Of course I am most grateful for my family. As daughter number two, a.k. a. , “The Perfect Jennifer”, commented yesterday,
“This is the only family I know where everyone in the family actually talks to one another.”
It’s true we don’t have any made-for-TV movie problems. No one is in rehab, no divorces, incarcerations, homelessness, domestic violence. The depth in our household is the occasional excess whining.
On the other hand, after reviving from a food-induced coma the various daughters had other plans. Jennifer was heading out to a club to catch up with some friends. I was surprised that any place would be open on Thanksgiving Day, but Jenn pointed out that plenty of people don’t have families, and other people have families that drive them to drink.
So, I went back to some notes I was writing on matrices and realized that I am also extremely thankful for people who take the time and effort to make their knowledge freely available on the web. I was extremely skeptical of the announcement this week that President Obama is supporting STEM (science, technology, engineering & mathematics) education. I picked this link out of the 500+ on the web because it included the interesting comment that most parents would rather talk to their children about drugs than mathematics and science.

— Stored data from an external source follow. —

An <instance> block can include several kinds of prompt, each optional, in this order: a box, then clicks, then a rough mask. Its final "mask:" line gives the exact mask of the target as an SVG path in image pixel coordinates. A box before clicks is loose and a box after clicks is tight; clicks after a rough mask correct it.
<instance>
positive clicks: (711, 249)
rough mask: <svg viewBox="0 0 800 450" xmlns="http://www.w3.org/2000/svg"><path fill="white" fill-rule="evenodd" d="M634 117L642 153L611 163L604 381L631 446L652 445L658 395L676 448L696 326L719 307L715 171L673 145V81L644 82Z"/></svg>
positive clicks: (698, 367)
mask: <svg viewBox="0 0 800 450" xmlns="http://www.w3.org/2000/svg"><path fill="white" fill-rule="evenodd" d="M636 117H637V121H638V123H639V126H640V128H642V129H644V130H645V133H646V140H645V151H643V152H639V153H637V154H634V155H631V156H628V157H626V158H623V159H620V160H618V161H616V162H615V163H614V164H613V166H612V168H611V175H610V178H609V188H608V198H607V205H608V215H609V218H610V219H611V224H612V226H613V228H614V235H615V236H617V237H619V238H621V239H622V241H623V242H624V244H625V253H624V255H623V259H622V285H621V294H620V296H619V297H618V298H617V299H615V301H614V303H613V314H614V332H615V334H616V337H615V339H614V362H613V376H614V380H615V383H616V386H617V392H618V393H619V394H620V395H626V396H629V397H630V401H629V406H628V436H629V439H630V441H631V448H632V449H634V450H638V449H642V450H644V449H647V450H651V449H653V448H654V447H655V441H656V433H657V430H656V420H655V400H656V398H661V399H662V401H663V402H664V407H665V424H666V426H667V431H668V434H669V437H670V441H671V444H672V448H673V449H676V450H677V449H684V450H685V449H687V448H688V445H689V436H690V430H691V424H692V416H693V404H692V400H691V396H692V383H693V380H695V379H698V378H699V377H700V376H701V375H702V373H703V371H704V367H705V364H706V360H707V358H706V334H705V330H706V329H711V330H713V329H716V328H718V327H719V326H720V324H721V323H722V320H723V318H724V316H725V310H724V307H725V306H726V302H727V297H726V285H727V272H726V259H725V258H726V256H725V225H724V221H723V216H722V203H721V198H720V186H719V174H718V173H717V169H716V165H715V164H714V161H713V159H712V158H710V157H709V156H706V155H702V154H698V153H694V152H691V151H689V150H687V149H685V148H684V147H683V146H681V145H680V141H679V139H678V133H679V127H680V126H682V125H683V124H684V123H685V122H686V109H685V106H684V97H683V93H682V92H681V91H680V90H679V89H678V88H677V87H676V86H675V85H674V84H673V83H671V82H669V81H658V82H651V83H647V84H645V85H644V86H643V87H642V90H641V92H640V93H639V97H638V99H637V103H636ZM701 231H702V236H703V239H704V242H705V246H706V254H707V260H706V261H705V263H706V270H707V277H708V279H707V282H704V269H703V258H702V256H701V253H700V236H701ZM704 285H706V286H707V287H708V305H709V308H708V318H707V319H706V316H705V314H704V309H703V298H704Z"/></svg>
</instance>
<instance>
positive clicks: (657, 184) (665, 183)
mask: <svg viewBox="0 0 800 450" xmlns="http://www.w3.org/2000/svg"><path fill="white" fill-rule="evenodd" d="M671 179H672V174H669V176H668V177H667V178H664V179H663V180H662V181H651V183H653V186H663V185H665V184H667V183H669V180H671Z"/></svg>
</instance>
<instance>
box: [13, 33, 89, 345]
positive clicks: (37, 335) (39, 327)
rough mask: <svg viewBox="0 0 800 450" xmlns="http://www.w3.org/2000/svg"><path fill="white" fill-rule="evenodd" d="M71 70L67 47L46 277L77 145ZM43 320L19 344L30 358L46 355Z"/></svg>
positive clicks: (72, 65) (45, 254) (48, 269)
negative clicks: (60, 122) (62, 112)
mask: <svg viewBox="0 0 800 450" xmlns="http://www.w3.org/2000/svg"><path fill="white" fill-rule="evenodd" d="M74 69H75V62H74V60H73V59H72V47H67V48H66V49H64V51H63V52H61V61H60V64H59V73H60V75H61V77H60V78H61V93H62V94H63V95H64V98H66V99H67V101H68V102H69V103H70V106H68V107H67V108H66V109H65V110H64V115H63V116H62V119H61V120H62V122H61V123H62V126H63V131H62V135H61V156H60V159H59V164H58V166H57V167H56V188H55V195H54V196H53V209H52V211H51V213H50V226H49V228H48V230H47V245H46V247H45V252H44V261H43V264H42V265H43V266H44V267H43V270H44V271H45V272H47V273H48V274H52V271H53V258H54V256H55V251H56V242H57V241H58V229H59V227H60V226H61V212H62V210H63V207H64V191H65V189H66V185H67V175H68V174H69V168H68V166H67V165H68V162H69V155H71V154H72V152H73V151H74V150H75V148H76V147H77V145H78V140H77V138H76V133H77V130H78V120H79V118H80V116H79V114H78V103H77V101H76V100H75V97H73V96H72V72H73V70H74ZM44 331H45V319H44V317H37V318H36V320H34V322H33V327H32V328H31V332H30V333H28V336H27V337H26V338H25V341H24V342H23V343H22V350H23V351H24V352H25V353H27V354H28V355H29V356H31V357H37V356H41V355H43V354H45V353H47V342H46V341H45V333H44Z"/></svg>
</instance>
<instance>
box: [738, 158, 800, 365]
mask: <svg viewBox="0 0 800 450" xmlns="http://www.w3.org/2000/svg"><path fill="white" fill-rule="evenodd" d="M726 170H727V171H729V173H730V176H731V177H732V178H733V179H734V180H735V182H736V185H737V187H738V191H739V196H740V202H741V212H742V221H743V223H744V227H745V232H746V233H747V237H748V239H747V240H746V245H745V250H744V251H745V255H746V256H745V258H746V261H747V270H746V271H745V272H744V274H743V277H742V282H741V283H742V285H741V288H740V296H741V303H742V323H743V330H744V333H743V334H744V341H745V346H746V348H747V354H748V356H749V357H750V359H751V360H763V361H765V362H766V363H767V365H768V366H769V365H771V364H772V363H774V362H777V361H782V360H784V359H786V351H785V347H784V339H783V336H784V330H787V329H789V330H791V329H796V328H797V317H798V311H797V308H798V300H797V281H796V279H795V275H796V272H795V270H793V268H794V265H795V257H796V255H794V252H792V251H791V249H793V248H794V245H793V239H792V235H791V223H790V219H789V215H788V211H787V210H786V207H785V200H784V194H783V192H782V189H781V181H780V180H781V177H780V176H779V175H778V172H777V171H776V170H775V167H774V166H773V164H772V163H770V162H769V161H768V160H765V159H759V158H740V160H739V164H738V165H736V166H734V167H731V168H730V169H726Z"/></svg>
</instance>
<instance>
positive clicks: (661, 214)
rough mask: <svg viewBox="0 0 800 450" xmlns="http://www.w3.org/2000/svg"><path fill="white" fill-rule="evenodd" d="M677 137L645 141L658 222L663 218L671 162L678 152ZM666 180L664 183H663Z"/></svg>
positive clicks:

While I wish the best of luck to President Obama and all of his corporate cheerleaders, I think the preceding statement is one half of the reason I suspect nothing will come of this. The other half is that the vast majority of teachers I have met don’t want to teach STEM and don’t want to learn it.
This makes me doubly thankful for those who are good teachers and generous enough to share themselves. Let’s take a simple tour of some nice websites with a topic, say, matrices.
Start with onlinemathlearning.com – the videos are excellent for a student who already has some interest in math and perhaps a basic understanding. There are no animated leaping leopards from rain forests here. You know, I am not sure those help. At worst, they give students the message that math in itself is not inherently interesting enough to learn. The onlinemathlearning site gives this explanation of a singular matrix:
“If the determinant of a matrix is 0 then the matrix has no inverse. It is called a singular matrix.”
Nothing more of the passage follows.